The $70 million fiber optic project called “East Micronesia Cable” is funded by the U.S., Japan and Australia.
First proposed in 2017, the project hit a snag when the FSM reconsidered the awarding of a contract to lay sensitive undersea communications cables to the former Huawei Technologies Co. Marine Networks, a Chinese company now called HMN Technologies.
In 2020, Reuters reported that the U.S. warned the FSM government that the Chinese company's involvement posed a security threat.
The joint communique was signed in Honolulu on Jan. 30 “after a series of discussions to advance the building of the EMC project,” according to a press release from the Office of the FSM President.
Officials said the EMC project will provide safe, secure and reliable internet capacity to Nauru, Kiribati and Kosrae.
“After several years of various forms of delays and setbacks, I am advised by the boards of FSM Telecommunications Corp. and the Open Access Entity that both of these FSM government entities are fully onboard with the East Micronesia Cable project,” President David Panuelo said in his state of the nation address delivered on Jan. 13.
In a joint statement issued in December 2021, officials said the proposed undersea cable will provide faster communications to approximately 100,000 people across three countries.
The new cable will connect Kosrae, Nauru and Kiribati with the existing Hannon-Armstrong or HANTRU-1 cable in Pohnpei.
HANTRU-1, which is primarily used by the U.S. government, connects the Reagan Test Site in the Kwajalein Atoll to Guam.
Carlson D. Apis, secretary of the FSM Department of Transportation, Communications and Infrastructure, said the EMC project will connect all four states in the FSM.
“It will also bring the rest of the world closer to us as we connect the FSM to the world through Guam, Kiribati and Nauru allowing for improved communications connections and providing widespread services of telehealth, tele-education and e-commerce to all citizens and residents in our country, including our remote islands,” Apis said.

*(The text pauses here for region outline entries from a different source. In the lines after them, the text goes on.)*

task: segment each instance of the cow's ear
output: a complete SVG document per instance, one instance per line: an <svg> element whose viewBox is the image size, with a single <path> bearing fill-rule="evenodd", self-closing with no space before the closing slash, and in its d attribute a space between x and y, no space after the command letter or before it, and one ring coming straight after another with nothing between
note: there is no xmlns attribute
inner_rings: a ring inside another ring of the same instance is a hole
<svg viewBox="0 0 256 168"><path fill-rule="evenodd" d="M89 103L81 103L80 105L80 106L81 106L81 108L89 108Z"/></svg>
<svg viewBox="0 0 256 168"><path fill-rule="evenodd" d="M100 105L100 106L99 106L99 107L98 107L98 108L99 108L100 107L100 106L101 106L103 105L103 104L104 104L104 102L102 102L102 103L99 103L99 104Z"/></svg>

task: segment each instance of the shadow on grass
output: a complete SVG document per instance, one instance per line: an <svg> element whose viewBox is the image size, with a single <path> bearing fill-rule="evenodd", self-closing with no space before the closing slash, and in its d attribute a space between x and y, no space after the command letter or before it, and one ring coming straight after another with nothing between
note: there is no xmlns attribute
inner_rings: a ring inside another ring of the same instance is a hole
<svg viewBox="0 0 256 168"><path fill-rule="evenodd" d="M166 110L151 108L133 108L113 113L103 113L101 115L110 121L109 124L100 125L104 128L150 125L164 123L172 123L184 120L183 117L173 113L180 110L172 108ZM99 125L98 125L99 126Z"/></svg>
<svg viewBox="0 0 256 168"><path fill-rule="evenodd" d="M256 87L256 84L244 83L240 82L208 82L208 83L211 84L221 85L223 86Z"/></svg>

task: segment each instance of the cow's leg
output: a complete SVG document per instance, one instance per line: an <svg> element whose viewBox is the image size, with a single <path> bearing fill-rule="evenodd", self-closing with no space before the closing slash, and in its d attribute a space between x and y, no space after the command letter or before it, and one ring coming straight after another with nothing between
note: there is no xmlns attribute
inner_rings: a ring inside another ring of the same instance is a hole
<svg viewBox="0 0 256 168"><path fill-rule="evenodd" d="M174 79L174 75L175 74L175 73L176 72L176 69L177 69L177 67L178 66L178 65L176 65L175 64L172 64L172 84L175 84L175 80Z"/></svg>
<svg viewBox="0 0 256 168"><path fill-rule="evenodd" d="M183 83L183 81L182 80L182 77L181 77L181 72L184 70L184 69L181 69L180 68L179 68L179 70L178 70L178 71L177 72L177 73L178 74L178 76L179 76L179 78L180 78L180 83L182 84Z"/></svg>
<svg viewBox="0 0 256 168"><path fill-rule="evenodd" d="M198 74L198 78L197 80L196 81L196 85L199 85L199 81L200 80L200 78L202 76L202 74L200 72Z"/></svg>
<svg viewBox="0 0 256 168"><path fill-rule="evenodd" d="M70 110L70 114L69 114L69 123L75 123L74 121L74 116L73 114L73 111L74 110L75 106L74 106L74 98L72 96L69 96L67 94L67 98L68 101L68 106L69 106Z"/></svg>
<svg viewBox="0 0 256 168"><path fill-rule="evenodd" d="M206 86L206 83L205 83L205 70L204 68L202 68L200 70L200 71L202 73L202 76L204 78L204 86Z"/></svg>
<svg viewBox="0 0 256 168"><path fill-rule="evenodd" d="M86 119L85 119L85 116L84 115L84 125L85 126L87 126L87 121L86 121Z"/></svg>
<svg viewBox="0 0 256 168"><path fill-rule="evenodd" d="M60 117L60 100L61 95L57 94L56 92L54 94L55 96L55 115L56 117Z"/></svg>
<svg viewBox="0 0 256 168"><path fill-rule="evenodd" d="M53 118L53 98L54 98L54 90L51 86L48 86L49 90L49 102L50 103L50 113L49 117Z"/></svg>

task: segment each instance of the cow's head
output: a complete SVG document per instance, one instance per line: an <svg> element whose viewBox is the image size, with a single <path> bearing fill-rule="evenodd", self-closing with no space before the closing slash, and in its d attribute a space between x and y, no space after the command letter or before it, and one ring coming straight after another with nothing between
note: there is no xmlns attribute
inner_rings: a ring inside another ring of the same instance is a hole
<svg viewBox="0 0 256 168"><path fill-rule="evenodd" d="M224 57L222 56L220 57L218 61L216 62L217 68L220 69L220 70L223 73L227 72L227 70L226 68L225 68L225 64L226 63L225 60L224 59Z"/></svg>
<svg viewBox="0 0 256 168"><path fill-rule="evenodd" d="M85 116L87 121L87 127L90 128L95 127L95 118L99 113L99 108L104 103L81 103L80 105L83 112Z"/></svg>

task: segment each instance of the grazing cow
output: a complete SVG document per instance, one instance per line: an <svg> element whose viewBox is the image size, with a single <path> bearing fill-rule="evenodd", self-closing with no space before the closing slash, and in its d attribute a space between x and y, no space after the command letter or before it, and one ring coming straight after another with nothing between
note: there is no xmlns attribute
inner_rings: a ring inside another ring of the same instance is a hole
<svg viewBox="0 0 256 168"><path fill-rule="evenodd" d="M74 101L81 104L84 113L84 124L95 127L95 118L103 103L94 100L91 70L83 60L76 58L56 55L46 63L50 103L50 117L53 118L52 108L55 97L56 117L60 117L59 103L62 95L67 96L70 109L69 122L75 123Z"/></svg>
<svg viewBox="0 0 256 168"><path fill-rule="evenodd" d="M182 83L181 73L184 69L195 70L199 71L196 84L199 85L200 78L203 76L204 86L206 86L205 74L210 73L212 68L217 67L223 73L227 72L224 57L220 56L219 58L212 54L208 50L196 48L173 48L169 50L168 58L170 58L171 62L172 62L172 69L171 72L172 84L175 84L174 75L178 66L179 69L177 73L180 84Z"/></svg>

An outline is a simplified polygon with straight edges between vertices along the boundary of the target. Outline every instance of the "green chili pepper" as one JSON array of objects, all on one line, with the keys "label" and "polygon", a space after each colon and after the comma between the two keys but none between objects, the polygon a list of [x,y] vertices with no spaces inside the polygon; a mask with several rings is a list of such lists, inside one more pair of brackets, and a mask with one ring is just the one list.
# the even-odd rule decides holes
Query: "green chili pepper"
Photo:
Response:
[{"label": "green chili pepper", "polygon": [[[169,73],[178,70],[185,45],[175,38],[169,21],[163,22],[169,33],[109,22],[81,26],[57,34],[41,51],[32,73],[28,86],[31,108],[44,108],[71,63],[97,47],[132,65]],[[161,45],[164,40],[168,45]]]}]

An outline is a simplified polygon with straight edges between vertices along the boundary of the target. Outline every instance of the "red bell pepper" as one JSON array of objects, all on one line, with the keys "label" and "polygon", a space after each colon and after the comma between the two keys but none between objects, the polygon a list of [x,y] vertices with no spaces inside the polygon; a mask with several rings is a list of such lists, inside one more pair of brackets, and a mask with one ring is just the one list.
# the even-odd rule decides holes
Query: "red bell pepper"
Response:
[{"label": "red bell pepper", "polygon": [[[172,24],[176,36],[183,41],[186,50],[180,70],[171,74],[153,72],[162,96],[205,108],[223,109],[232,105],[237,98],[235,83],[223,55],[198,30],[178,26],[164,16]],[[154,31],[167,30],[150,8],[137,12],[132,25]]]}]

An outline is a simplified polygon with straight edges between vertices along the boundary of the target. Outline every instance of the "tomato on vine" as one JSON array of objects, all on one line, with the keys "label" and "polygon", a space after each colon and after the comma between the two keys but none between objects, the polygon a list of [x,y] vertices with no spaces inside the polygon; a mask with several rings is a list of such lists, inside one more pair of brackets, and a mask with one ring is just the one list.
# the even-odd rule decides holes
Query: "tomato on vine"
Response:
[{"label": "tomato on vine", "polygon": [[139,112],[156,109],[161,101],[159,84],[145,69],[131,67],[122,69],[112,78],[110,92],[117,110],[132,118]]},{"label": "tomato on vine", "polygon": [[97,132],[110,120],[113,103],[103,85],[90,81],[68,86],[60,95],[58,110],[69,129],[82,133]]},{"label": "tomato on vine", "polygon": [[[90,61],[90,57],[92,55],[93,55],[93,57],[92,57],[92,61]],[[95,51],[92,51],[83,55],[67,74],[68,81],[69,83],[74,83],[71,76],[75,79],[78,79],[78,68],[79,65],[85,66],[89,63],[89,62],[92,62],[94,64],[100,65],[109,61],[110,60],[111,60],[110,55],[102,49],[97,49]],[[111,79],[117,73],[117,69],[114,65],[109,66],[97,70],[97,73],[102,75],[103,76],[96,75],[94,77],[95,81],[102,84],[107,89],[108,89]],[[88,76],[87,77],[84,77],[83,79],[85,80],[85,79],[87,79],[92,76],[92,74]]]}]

He issued the statement after signing the communiqué with Pyon Deiye and Tekeeua Tarati, communication ministers for Nauru and Kiribati, respectively.
“We thank Kiribati and Nauru for joining us in this effort which will bring the whole Micronesian region closer together,” Apis added.
In his state of the nation address, Panuelo said, “ultimately the piece of physical infrastructure will democratize digital communications” in Kosrae, which is the only state currently without a fiber optic connection.
Panuelo also announced that Starlink will enter the FSM with a sample of small satellites in the summer of 2023.
“Starlink satellites provide internet connectivity to remote places all around the world,” Panuelo said.
“It will be in our national interest, including our security interests—such as when our nation faces king tides, tsunamis, and typhoons—to utilize these and other forms of communications so that our remote communities are able to send and receive information prior to, during, and after times of crisis," the president added.